00:00Well, let's talk now to Daniela Haythorn, who's Senior Market Analyst at online trading platform Capital.com.
00:06Good to see you, Daniela. Thank you for joining us.
00:09So, as we're hearing there, some certainty emerging around US tariffs, plenty more to nail down, of course.
00:14But how is all this affecting the markets globally?
00:18Thank you for having me.
00:20Yeah, it's interesting because we are seeing a little bit of uncertainty priced into the market.
00:26But we have come a long way from where we were back in April.
00:29Now, we have to remember that tariffs have been pushed back several times or at least a grace period with negotiations.
00:35And that helped markets regain a lot of confidence.
00:38We've seen specifically US equity markets push to new all-time highs for several weeks now.
00:43We have come to a little bit of an inflection point now where we are at a time where markets are a little bit overbought
00:49and there's maybe a lack of potential to move higher given the current conditions.
00:54And, of course, the latest data, the jobs data on Friday, did precipitate a little bit of reversal in markets.
01:00But already yesterday and today throughout the European session, we have seen US stocks once again find some strength to move higher.
01:09So, we do have some resilience in the stock market.
01:11I do think a lot of this is coming from several factors.
01:16One being the earnings season, which has remained pretty robust, specifically in some sectors of the economy.
01:21But also now expectation that the Fed is going to lower rates as soon as September.
01:27And that, of course, is positive for the stock market.
01:30Well, you mentioned earnings season.
01:32Let's talk about that.
01:33Which companies are moving markets today?
01:34Interestingly, we have one which many investors might not have thought about before or, let's say, in the last few months.
01:43But Opendoor is actually reporting earnings this afternoon, so after the close in the US.
01:48And it's been one of the key drivers of the latest meme stock frenzy.
01:52So, it's going to be interesting to see how markets respond to this, how they respond to actual hard data.
01:58Because a lot of the move has been once again brought on by online chatter and speculation about the stock being undervalued and how much potential it has.
02:06Whereas, realistically, the data has shown disappointing data, disappointing earnings and declines in the last two years and the start of 2025.
02:15So, now is the time to show and to prove whether it's actually a turnaround in the stock.
02:19And I think investors are actually going to place quite a lot of interest on this earnings announcement because of the volatility we've seen on some of these meme stocks in the last few weeks.
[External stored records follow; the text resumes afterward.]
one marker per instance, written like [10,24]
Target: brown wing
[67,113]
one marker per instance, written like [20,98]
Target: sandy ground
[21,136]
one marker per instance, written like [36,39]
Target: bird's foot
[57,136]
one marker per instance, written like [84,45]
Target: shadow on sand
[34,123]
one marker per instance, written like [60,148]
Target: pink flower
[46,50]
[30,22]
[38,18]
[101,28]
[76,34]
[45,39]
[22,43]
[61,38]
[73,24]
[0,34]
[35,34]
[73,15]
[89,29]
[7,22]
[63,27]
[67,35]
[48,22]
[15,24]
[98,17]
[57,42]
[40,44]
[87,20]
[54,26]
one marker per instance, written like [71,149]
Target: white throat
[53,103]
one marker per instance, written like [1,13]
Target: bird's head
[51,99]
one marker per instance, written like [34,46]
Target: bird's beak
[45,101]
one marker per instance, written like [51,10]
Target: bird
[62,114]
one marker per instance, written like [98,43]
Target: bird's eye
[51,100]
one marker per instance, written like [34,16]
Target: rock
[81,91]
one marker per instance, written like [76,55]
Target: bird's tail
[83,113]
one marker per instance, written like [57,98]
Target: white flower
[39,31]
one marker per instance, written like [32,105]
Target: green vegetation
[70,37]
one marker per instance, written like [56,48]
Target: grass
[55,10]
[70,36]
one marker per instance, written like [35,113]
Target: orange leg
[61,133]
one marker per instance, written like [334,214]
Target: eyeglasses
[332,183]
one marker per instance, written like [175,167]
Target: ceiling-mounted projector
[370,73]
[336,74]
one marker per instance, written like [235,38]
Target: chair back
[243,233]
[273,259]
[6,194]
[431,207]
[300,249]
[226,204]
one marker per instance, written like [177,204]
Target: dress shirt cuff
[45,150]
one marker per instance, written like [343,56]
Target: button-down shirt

02:29I wanted to ask you about Chinese stocks.
02:31We heard earlier in the program some strong service numbers.
02:35How positive a sign is that, do you think?
02:38I think it's definitely a sign.
02:40It's definitely a step in the right direction.
02:42I think we've seen a lot of concerns in the last 24 months, let's say, about China being one of the powerhouses of consumer demand.
02:50So, the PMI data coming in better than expected is obviously good for sentiment.
02:55And we have seen some robust figures from China in the last few weeks.
02:59We have seen that GDP data coming in strong and also some manufacturing data as well.
03:05But there are some pockets of concerns, one of them being consumer demand, retail sales actually underperforming in June.
03:12We also have deflationary pressures and we have also monetary policy from the central bank to watch out for.
03:18So, definitely some positivity coming out there.
03:20But also, trade tensions continue.
03:22We do have that August 12th deadline between the US and China.
03:26What's going to happen?
03:27We don't really have any clear indication that things are progressing accordingly.
03:31And therefore, we are potentially in for a little bit of a shock if the tariffs that were announced in April do actually come into effect.